泡まみれのYさんはよろよろと右を振り返り、そして左を振り返ったところに私が呆然と突っ立っていた。

目を見合わせると、Yさんは唐突に大きな声で「ハッハッハッ!!!!」と笑い始めた。

「え、なっ、大丈夫ですか!!?」と、取るものもとりあえず声は掛けてみたものの、Yさんはなんかずっと笑っているので、まあいいかと思った。

(おしりを洗おうとして泡ですっころんだらしかった。)

***

Yさんは声がでかい。

今回の参加者の中でもずば抜けて声がでかいので、大勢で同じ言葉を喋っていても、聞いているとすぐにYさんの声だと分かる。

日程も終盤に近づいたある日、ずっとトレーニングを見てくれているコーチから「たしかにYさんの声は大きい。しかし、果たして本当にその声でいいのだろうか」というサジェストを貰っていた。

「果たして本当にその声でいいのだろうか」というそれは、禅問答とも思える難問に思えた。

舞台で「一声・二顔・三姿(舞台役者はまず声ですよ)」とはよく言ったものだが、声はただでかけりゃいいってものではないということについて、私はしみじみと考えを巡らせた。

***

お風呂場でひっくり返って爆笑していたYさんだが、思えばこのお風呂場へ向かう廊下で私はYさんとばったり行き合わせたのだった。

「ああ、Yさんがいるな」と思いながら脱衣所で服を脱ぎ、お風呂場へ向かったのだったが、Yさんはしばらくお風呂場へ入ってこなかった。

来る時、小脇に洗濯物を抱えていたので、洗濯を済ませたり、あるいは終わった洗濯物を取り出したりしているのかなと思っていたが、後に体を流して湯船に入ってきたYさんから話を聞くに、どうやら脱衣所に二台あるうちの一台の洗濯機の注水があまりにも遅いので、洗濯物を入れて蓋を閉めたものの、ちゃんと運転しているか不安になって停止ボタンを押したりして蓋をこじ開けたりして洗濯機の中を確かめていたらしい。

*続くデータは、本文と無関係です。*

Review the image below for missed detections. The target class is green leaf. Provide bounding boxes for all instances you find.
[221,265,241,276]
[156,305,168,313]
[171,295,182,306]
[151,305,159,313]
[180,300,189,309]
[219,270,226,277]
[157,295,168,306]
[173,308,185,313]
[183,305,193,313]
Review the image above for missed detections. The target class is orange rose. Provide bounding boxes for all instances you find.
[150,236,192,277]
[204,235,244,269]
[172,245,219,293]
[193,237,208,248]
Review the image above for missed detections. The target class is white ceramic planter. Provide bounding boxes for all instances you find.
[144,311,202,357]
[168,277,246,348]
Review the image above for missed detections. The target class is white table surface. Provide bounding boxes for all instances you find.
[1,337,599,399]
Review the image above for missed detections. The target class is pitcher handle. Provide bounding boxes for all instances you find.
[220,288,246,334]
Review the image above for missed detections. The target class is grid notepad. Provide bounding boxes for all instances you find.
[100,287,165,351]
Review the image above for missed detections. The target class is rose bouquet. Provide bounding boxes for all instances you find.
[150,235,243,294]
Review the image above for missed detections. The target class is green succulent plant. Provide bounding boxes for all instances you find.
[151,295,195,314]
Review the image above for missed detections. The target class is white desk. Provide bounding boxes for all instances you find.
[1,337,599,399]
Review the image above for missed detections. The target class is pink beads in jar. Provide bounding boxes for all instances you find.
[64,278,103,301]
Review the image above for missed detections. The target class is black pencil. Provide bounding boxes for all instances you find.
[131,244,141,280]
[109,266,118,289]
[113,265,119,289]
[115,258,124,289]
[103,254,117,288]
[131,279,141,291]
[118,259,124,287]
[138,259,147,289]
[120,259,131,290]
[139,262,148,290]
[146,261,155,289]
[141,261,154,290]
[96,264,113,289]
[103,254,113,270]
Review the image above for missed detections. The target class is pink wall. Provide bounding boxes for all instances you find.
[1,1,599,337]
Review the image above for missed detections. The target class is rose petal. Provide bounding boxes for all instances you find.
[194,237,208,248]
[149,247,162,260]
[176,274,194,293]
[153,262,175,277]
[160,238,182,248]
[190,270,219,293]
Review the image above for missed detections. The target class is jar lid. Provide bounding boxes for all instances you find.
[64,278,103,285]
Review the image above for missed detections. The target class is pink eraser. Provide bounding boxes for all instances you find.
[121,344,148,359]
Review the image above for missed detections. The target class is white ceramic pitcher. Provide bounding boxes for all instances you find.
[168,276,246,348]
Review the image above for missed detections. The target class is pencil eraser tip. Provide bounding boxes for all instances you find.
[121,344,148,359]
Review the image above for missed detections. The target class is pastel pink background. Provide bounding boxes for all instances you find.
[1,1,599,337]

たしかに私も頭を洗いながら、家電を叩いたり蓋を開けようとする「バンバン!!」という音が聞こえた気もする。

言われてみれば確かに、お風呂場へ入る時かたわらでYさんが服を脱ぎかけながら洗濯機を操作していたような気もするが、気がかりなのはその時Yさんが素っ裸で、白いマスクをしていたことだった。

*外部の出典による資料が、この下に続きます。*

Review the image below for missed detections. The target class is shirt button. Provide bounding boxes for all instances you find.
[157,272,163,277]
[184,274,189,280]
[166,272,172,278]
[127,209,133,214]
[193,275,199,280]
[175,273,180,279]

こんなご時世なので抜かりなく感染症対策、ということでみんな宿舎の中でも基本的にマスクを着用していたものの、お風呂場の脱衣所でまでマスクをするかどうかというのはもう個人の良心の問題で、その点きっとYさんは正しかったのだと思う。

脱衣所で他の誰かと居合わせる可能性もなくはない。

万全の感染症対策を、と考えながら、しかし素っ裸に白いマスクという佇まいで洗濯機を叩いている男というのはいかがなものかな、とすこし思った。

***

「だから、松本さんとお風呂で居合わせて気まずいなとか、だからすこし入るタイミングをずらそうとか、そういうことではなかったんです。決して気にしないでください」

とYさんは気を回して言ってくれたのだけれども、そのこまやかな気遣いとは裏腹に、私にとってこの人は参加者の中でずば抜けて声が大きいのに「果たして本当にそれでいいのだろうか」という禅問答のような疑義を呈され、脱衣所で素っ裸にマスクという出で立ちでひとり洗濯機をぶっ叩き、その後お風呂場で泡塗れになりながらひとりでひっくり返ったのち豪快に呵呵大笑していた人なのだった。

ひとりの人の中にキャラが渋滞していた。

「気にするなという方が無理だろう」と思いながら、しかし話してみるとたしかに愉快な人で、「大丈夫です、ぜんぜん気にしないですから」と相槌を打ちながら、広い広い浴槽の中でふくらはぎを揉むのだった。